Multi-task learning for predicting quality-of-life and independence in activities of daily living after stroke: a proof-of-concept study

Front Neurol. 2024 Sep 27:15:1449234. doi: 10.3389/fneur.2024.1449234. eCollection 2024.

Abstract

A health-related (HR) profile is a set of multiple health-related items recording the status of the patient at different follow-up times post-stroke. In order to support clinicians in designing rehabilitation treatment programs, we propose a novel multi-task learning (MTL) strategy for predicting post-stroke patient HR profiles. The HR profile in this study is measured by the Barthel index (BI) assessment or by the EQ-5D-3L questionnaire. Three datasets are used in this work and for each dataset six neural network architectures are developed and tested. Results indicate that an MTL architecture combining a pre-trained network for all tasks with a concatenation strategy conditioned by a task grouping method is a promising approach for predicting the HR profile of a patient with stroke at different phases of the patient journey. These models obtained a mean F1-score of 0.434 (standard deviation 0.022, confidence interval at 95% [0.428, 0.44]) calculated across all the items when predicting BI at 3 months after stroke (MaS), 0.388 (standard deviation 0.029, confidence interval at 95% [0.38, 0.397]) when predicting EQ-5D-3L at 6MaS, and 0.462 (standard deviation 0.029, confidence interval at 95% [0.454, 0.47]) when predicting the EQ-5D-3L at 18MaS. Furthermore, our MTL architecture outperforms the reference single-task learning models and the classic MTL of all tasks in 8 out of 10 tasks when predicting BI at 3MaS and has better prediction performance than the reference models on all tasks when predicting EQ-5D-3L at 6 and 18MaS. The models we present in this paper are the first models to predict the components of the BI or the EQ-5D-3L, and our results demonstrate the potential benefits of using MTL in a health context to predict patient profiles.
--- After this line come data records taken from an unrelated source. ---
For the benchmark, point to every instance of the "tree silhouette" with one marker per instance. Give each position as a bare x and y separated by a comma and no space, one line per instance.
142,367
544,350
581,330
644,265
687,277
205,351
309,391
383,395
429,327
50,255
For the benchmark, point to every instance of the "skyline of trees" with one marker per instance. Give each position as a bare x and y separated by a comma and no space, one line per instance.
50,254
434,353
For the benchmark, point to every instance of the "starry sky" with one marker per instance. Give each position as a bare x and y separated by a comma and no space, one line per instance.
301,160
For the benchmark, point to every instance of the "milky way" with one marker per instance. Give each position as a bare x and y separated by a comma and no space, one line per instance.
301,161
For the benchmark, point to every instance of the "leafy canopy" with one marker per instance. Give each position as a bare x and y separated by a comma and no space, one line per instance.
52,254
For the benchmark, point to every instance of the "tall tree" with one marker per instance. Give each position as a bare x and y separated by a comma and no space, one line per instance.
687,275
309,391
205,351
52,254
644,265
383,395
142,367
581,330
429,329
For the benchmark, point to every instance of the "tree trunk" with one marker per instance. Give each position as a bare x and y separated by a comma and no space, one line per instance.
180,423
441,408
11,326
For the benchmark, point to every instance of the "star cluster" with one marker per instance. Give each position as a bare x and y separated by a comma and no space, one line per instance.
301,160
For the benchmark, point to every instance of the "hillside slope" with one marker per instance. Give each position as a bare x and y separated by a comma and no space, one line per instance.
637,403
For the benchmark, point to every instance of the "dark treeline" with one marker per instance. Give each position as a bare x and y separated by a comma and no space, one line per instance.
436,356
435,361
Keywords: Barthel index; EQ-5D-3L; activities of daily living; multi-task learning; quality-of-life; stroke; task grouping.

Grants and funding

The author(s) declare that financial support was received for the research, authorship, and/or publication of this article. This project received funding from the European Union's Horizon 2020 research and innovation program under grant agreement No. 777107 (PRECISE4Q). This research was also supported by the ADAPT Research Centre, which is funded by Science Foundation Ireland (Grant 13/RC/2106 P2) and is co-funded by the European Regional Development fund.